I took my friend there in 1985 to see “Amadeus.” The Cannery was the puniest theater I had ever seen. Sorry to hear it’s gone.
This was a little theatre. I saw a couple of movies there.
We used to go to the movie and take the elevator afterwards up to the Hungry Tiger (this was in the early 70s) and would eat our fill of the incredibly cheap lobsters this place served. Best seafood place I ever ate at.
Sadly both the small theatre and the restaurant are gone.
For awhile I had a flier advertising Linda Blair appearing in a live stage play there sometime after it became a live theatre.
I saw Above San Francisco there too. A great film and wonder why no one has updated it.
George Senda
Concord Ca
I too saw Above San Francisco here as a tourist in June of 1973.
The Cannery Cimema was very small. I am guessing 100 seats or so. It was nothing more than a large room on the south east corner of the main floor of the building lined in heavy drapes. The floor was only slightly raised at the rear. I also remember seeing “The Effect of Gamma Rays on Man-in-the-Moon Marigolds” with Joanne Woodward there. I could never forget that title!
The Cannery Cinema was open during the mid-1970s and for several months showed a wonderful film called “Above San Francisco” narriated by Orson Welles. It was a 35 minute film which featured aerial shots of the city along with historic footage of the 1915 Panama Pacific Exposition and the Cliff House. The film later became a coffee table book. The tourists loved it… and so did I!

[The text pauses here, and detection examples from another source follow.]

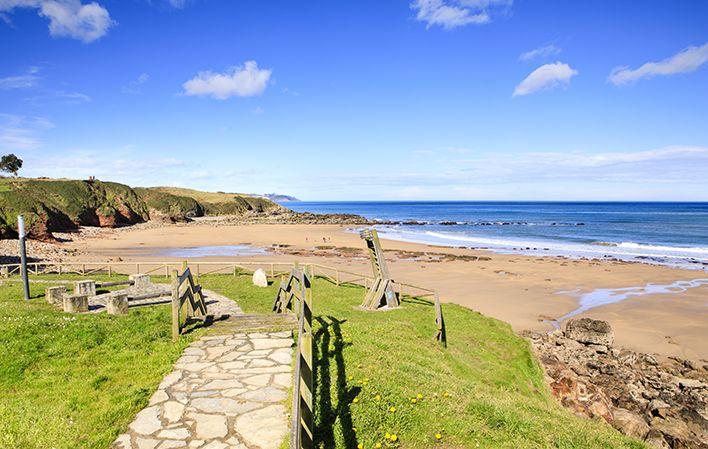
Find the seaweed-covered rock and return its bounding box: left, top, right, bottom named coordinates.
left=564, top=318, right=615, bottom=350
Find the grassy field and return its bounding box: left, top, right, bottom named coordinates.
left=202, top=276, right=645, bottom=449
left=0, top=276, right=644, bottom=449
left=0, top=276, right=195, bottom=449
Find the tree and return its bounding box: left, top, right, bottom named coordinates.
left=0, top=153, right=22, bottom=176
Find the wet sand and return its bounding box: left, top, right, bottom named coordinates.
left=67, top=224, right=708, bottom=359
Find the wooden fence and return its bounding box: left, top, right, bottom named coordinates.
left=273, top=266, right=314, bottom=449
left=0, top=261, right=446, bottom=344
left=172, top=263, right=207, bottom=341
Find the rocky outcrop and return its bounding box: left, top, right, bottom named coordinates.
left=0, top=178, right=370, bottom=241
left=526, top=318, right=708, bottom=449
left=0, top=179, right=148, bottom=240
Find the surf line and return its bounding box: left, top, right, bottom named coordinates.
left=550, top=278, right=708, bottom=329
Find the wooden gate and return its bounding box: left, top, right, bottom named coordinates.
left=273, top=266, right=314, bottom=449
left=172, top=262, right=207, bottom=341
left=360, top=229, right=400, bottom=310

The Cannery’s status is “Closed.”
The Cannery was a single-screen theater.
The Cannery opened and closed several times during its time as a theater. At one time between closings, it was a live theater.
The Cannery Cinema was located at 2801 Leavenworth on the NorthWest corner of Beach in the Cannery Shopping Center, near Fisherman’s Wharf. It opened on 16 September 1971 with the first-run attraction Death in Venice, and had 296 seats. It closed in 1993.
This theater was in the Cannery shopping complex at Fisherman’s Wharf in San Francisco. The complex was once a cannery for fruits & vegetables. Walter Reade Theaters last operated it as an arthouse in the 1970’s before the chain went bankrupt.